2. ## Re: Calculus problem(I have attached the picture of the question)

The question is asking you to use implicit differentiation. Have you covered implicit differentiation? For part (b), you should plug in $x=1$ to the equation to find all values for $y$ that satisfy the equation (you will have an easily solvable quadratic equation). Once you find the two values of $y$ that satisfy the equation, you will have two points to find the derivative.

Please identify specifically where you are having trouble with this problem.
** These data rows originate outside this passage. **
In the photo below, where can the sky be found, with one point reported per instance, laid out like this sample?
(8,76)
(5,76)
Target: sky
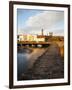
(32,21)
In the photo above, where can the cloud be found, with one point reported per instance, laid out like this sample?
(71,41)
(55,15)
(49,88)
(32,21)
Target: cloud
(46,20)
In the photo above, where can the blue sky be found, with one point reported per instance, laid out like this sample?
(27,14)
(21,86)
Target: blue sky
(31,21)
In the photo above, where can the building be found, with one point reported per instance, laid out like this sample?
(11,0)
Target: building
(50,33)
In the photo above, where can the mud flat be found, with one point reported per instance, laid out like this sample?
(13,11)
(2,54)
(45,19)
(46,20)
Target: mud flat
(48,66)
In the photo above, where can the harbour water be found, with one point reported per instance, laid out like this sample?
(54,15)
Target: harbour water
(25,59)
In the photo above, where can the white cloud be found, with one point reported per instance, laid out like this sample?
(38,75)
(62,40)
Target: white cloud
(45,19)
I can easily come up with a solution, but it may not address your specific area of concern.

3. ## Re: Calculus problem(I have attached the picture of the question)

The equation is $\displaystyle 3x- 2y^2e^{x- 1}= 2$ and you want to determine $\displaystyle \frac{dy}{dx}$. Do you know what the derivative of "3x", with respect to x, is? What about the derivative of "2"? To differentiate the term $\displaystyle 2y^2e^{x- 1}$ you can use the "product rule" first. $\displaystyle (2y^2e^{x- 1})'= 2y^2(e^{x- 1})'+ 2(y^2)'(e^{x- 1})$. To differentiate $\displaystyle y^2$, with respect to x, use the chain rule.